The Florida Man meme has encompassed black people, Latinos, Jeb Bush, Marco Rubio, and DJ Khaled, but the prototype is still a sunburnt hillbilly in a losing battle with wildlife, firearms, or his own bodily functions. There he is, boating through a protected manatee habitat before tossing marijuana overboard and defecating in the water. Watch him try and fail to smuggle a python in his JNCOs. Look at his haggard, mutilated mug on the Florida Man Twitter account. Scan the headlines and you’ll quickly win white trash bingo: drug addiction, economic desperation, unsafe living conditions, poor nutrition, sexual deviance, mental illness. This is the unregenerate cracker who makes Jim Webb’s pleas for equal dignity seem misguided.

Ultimately, “white trash” means “those people out there,” the ones whose physical displacement mirrors their wider lack of visibility and influence.

You can find these characters everywhere, of course; from central California to western Maryland, even the bluest states have pockets of Appalachia or Tallahassee. But there’s no Alabama Man or Cracker Cowboys of Carolina in the national imagination. Florida Man could only come from our most geographically self-contained, ecologically forbidding state, the one full of sinkholes, swamps, wild gators, and urban coastal flooding. Florida Man is a Yankee nightmare in human form. He is everything frightening about white trash life in one meme — particularly the fear that your poor, aimless life will beget little more than a backwater local news curio and subsequent jail time.

That’s the story that Isenberg has told most urgently in her book. Wealthy Americans have always taken land for themselves and pushed their wretched neighbors further afield. They’ve managed to applaud as the occasional cracker succeeded in sports, arts, or politics, but ultimately “white trash” means “those people out there,” the ones whose physical displacement mirrors their wider lack of visibility and influence. There are fewer and fewer ways for rural or poor people, whatever their race, to attain those things these days; political, financial, educational, and media power is increasingly concentrated in urban centers.

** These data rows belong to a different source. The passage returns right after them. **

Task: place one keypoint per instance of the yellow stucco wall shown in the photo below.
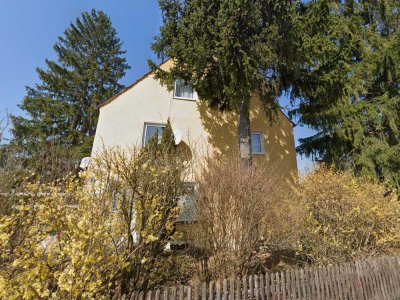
(121, 122)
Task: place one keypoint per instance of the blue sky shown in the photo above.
(29, 29)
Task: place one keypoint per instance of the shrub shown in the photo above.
(81, 238)
(240, 213)
(347, 218)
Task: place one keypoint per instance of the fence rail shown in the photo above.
(370, 279)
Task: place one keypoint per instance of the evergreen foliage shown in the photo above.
(348, 86)
(227, 51)
(62, 108)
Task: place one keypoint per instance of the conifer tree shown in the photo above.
(62, 108)
(227, 51)
(349, 86)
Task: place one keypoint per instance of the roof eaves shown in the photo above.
(128, 87)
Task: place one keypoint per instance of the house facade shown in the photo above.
(132, 116)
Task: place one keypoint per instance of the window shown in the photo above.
(183, 91)
(257, 143)
(150, 130)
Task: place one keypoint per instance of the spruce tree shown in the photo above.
(349, 86)
(62, 108)
(227, 51)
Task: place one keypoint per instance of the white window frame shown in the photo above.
(146, 124)
(261, 141)
(184, 98)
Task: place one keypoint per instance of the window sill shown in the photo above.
(182, 98)
(259, 153)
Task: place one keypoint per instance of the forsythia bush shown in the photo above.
(347, 218)
(81, 238)
(59, 243)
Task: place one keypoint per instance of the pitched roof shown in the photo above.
(147, 75)
(129, 86)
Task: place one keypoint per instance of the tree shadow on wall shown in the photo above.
(221, 127)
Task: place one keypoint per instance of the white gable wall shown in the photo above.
(121, 122)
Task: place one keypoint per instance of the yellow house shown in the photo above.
(133, 115)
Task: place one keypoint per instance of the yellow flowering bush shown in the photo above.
(346, 217)
(83, 237)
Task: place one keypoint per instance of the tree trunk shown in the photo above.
(245, 151)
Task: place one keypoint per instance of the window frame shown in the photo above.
(183, 98)
(146, 124)
(261, 142)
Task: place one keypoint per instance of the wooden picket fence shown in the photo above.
(370, 279)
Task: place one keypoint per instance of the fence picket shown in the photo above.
(238, 289)
(268, 286)
(245, 288)
(232, 289)
(251, 288)
(218, 290)
(204, 292)
(370, 279)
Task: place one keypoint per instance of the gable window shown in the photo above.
(257, 143)
(150, 130)
(183, 91)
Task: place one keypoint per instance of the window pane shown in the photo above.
(151, 130)
(256, 143)
(182, 90)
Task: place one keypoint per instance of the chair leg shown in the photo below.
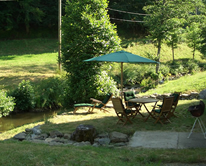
(202, 126)
(75, 109)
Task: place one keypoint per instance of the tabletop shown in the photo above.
(143, 100)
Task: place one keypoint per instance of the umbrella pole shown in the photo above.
(122, 80)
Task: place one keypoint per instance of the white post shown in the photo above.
(59, 31)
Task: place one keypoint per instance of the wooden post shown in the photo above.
(59, 32)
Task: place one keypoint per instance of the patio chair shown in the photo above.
(176, 96)
(95, 104)
(162, 114)
(197, 111)
(129, 105)
(123, 114)
(175, 102)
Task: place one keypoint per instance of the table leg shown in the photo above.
(149, 112)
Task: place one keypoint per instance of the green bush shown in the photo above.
(148, 83)
(164, 69)
(106, 84)
(6, 104)
(87, 33)
(24, 96)
(192, 66)
(51, 93)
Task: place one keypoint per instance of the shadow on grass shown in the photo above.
(107, 122)
(28, 46)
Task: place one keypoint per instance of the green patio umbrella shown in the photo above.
(122, 57)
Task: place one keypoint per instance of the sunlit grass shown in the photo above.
(66, 122)
(185, 84)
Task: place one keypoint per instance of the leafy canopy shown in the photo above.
(86, 33)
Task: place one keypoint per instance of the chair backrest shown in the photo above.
(167, 104)
(105, 101)
(197, 110)
(176, 98)
(129, 95)
(107, 98)
(117, 104)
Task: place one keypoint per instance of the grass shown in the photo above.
(192, 83)
(32, 60)
(27, 153)
(36, 59)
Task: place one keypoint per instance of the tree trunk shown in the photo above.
(173, 52)
(194, 52)
(158, 55)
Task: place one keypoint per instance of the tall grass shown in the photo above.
(36, 59)
(185, 84)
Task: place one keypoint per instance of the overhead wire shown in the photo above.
(121, 11)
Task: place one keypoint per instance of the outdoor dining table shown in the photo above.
(144, 101)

If you are poor in rural America in 2016, you may have access to an unbelievable amount of entertainment online and on television, but you don’t have much means of participating in it or shaping it. You are reminded each day that Wall Street and Washington, D.C., and Hollywood get along just fine without you, and that very few people are willing to make a genuine effort to improve your well-being. Meanwhile, it’s statistically probable that your wages are stagnant, your kids’ education is subpar, your water is at risk of sudden chemical poisoning, and your mom drinks too much. In your contemplative moments, you might consider that “trash” doesn’t mean poor. It means unwanted. Disposable. Non-human. And you may even consider that we accept trash as an inevitability, and simply stick it far enough away that we don’t have to smell it.